Politique

Centrafrique : au moins 19 morts lors d’un affrontement dans le quartier musulman de Bangui

Casques bleus dans le quartier PK5 de Bangui, en février 2016. © Jerome Delay/AP/SIPA

Des affrontements entre des milices du quartier musulman PK5 à Bangui et une patrouille composée de Casques bleus et de soldats centrafricains ont fait au moins 19 morts et une centaine de blessés mercredi.

Des « bandits ont pris la population en otage » dans le quartier musulman du PK5 à Bangui, a déclaré mercredi 11 avril le président centrafricain Faustin-Archange Touadéra, à la sortie d’une réunion avec des représentants de l’ONU et de l’Union africaine, selon une vidéo diffusée par l’ONU.

Mardi, des affrontements entre une patrouille composée de Casques bleus et de soldats centrafricains, et des milices du quartier du PK5, ont fait au moins 19 morts, dont un Casque bleu, et une centaine de blessés.

Cette flambée des violences, inédite dans la capitale depuis l’élection de Faustin-Archange Touadéra en 2016, intervient alors que la mission de l’ONU (Minusca) et les forces de sécurité centrafricaines mènent depuis dimanche une opération militaire contre les milices armées du quartier PK5.

Pas une « question de religion », selon le gouvernement

« Cette opération n’avait que pour seul objectif d’appréhender les responsables [des milices armées]. Ce n’est pas contre une communauté ou contre la population » du quartier, a déclaré mercredi le président centrafricain.

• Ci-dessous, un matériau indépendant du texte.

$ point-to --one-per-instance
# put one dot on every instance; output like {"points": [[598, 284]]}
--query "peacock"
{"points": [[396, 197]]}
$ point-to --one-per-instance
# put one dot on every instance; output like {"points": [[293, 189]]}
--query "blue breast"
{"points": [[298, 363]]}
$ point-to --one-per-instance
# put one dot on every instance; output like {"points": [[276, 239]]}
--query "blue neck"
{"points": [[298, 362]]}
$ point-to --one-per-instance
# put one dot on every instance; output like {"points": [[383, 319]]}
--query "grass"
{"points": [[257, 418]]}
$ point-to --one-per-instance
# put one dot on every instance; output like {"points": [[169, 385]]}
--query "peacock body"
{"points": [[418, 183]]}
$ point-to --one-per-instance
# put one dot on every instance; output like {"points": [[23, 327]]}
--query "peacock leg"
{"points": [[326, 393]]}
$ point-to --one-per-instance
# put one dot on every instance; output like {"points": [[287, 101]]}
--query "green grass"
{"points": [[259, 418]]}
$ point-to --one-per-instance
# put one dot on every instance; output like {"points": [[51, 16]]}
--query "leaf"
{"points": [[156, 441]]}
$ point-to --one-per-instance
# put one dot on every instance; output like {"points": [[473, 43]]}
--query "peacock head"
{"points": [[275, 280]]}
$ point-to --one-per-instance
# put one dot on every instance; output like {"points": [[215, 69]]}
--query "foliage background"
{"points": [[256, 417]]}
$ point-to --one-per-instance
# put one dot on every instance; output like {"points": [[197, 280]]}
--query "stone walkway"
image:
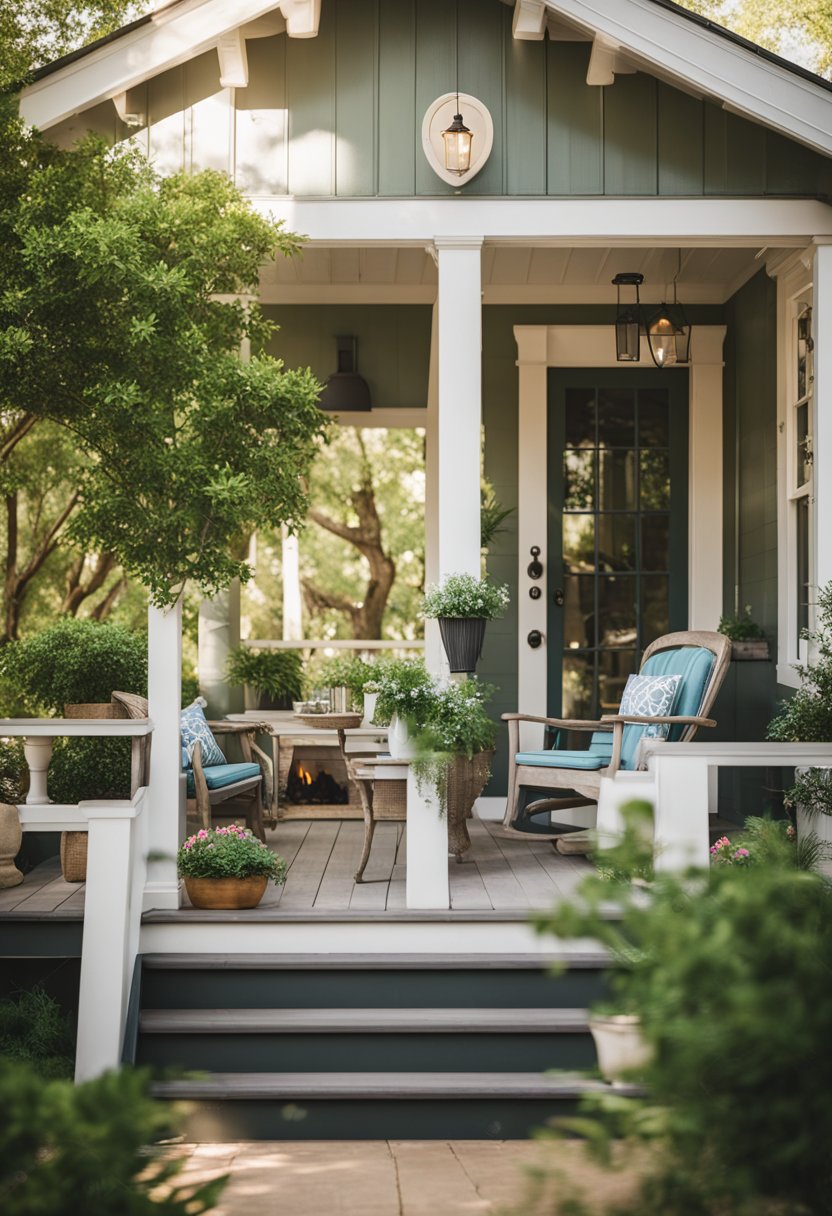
{"points": [[397, 1177]]}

L’opération militaire au PK5 « n’est pas une question de religion. C’est une question de maintien d’ordre et de sécurité. D’aucuns ont voulu créer l’amalgame en voulant transformer ceci en une situation confessionnelle. C’est faux », a-t-il martelé.

La majorité des musulmans de Bangui vivent enclavés dans le quartier PK5 depuis que le président Michel Djotodia – qui, à la tête de la coalition musulmane de la Séléka, avait renversé le président François Bozizé par la force en 2013 – a été chassé du pouvoir en 2014 par une intervention militaire internationale.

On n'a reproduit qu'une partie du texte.